Dietrich Bonhoeffer (1906-1945) was a German Lutheran pastor and theologian, as well as a participant in the German Resistance movement against Nazism. He was hung for his part in a plot to assassinate Adolf Hitler. This book contains the chapters of the systematic book of ethics that Bonhoeffer was PLANNING to write, and was able to conceal from the Gestapo when he was arrested in 1943.
It begins by stating that "the knowledge of good and evil shows that (we are) no longer at one with this origin." (Pg. 17) Conscience is even "farther from the origin than shame, it presupposes disunion with God and with man." (Pg. 24) By contrast, the Christian's freedom in Jesus "is not the arbitrary choice of one amongst innumerable possibilities; it consists on the contrary precisely in the complete simplicity of His actions, which is never confronted by a plurality of possibilities." (Pg. 30) Ultimately, he concludes, "Faith alone is certainty. Everything but faith is subject to doubt." (Pg. 121)
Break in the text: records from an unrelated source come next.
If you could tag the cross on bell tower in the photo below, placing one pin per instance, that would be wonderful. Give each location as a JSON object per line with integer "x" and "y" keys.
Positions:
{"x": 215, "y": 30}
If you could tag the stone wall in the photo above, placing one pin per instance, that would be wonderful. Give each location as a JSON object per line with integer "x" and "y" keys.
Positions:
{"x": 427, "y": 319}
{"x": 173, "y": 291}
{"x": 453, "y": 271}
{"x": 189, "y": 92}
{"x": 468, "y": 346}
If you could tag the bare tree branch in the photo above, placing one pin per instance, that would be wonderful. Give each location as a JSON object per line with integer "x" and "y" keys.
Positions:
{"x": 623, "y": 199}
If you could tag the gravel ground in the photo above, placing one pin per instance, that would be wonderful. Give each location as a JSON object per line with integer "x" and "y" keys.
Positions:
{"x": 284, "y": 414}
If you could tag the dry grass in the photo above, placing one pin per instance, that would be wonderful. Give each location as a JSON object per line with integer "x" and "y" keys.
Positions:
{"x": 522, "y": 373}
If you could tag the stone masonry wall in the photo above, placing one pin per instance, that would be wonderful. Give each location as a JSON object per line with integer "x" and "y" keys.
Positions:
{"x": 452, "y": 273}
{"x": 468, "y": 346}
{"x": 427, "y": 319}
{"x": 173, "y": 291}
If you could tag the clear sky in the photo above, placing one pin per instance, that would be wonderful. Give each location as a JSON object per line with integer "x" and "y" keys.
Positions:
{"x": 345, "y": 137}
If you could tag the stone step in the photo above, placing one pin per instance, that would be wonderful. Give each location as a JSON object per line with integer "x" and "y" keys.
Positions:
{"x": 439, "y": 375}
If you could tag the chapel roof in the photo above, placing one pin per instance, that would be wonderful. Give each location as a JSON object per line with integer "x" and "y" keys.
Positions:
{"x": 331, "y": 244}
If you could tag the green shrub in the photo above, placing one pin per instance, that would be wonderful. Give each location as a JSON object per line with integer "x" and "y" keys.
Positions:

He suggests that "The point of departure for Christian ethics is the body of Christ, the form of Christ in the form of the Church, and the formation of the Church in conformity with the form of Christ." (Pg. 84) In a section on confession (Pg. 113-115), he acknowledges that the Church "has not striven forcefully enough against the misuse of this name for an evil purpose," "has not raised her voice on behalf of the victims," "has witnessed in silence the spoilation and exploitation of the poor," etc. Later, he states that "The problem of Christian ethics is the realization among God's creatures of the revelational reality of God in Christ." (Pg. 190)
He observes that "even when it is set free in Jesus Christ conscience still confronts responsible action with the law..." (Pg. 247) For Bonhoeffer, "the ethical is not essentially a formal rational principle but a concrete relation between the giver and receiver of commands." (Pg. 273) He adds, "God's command is the only warrant for ethical discourse." (Pg. 277) He asserts, "Either God does not speak at all or else He speaks to us as definitely as He spoke to Abraham and Jacob and Moses and as definitely in Jesus Christ as He spoke to the disciples..." (pg. 278), but concedes that "God makes his commandment heard in a definite historical form." (Pg. 278)
It is tragic that Bonhoeffer was not able to finish this work, which surely would have been his magnum opus. But what we DO have is nevertheless essential reading for any student of modern theology.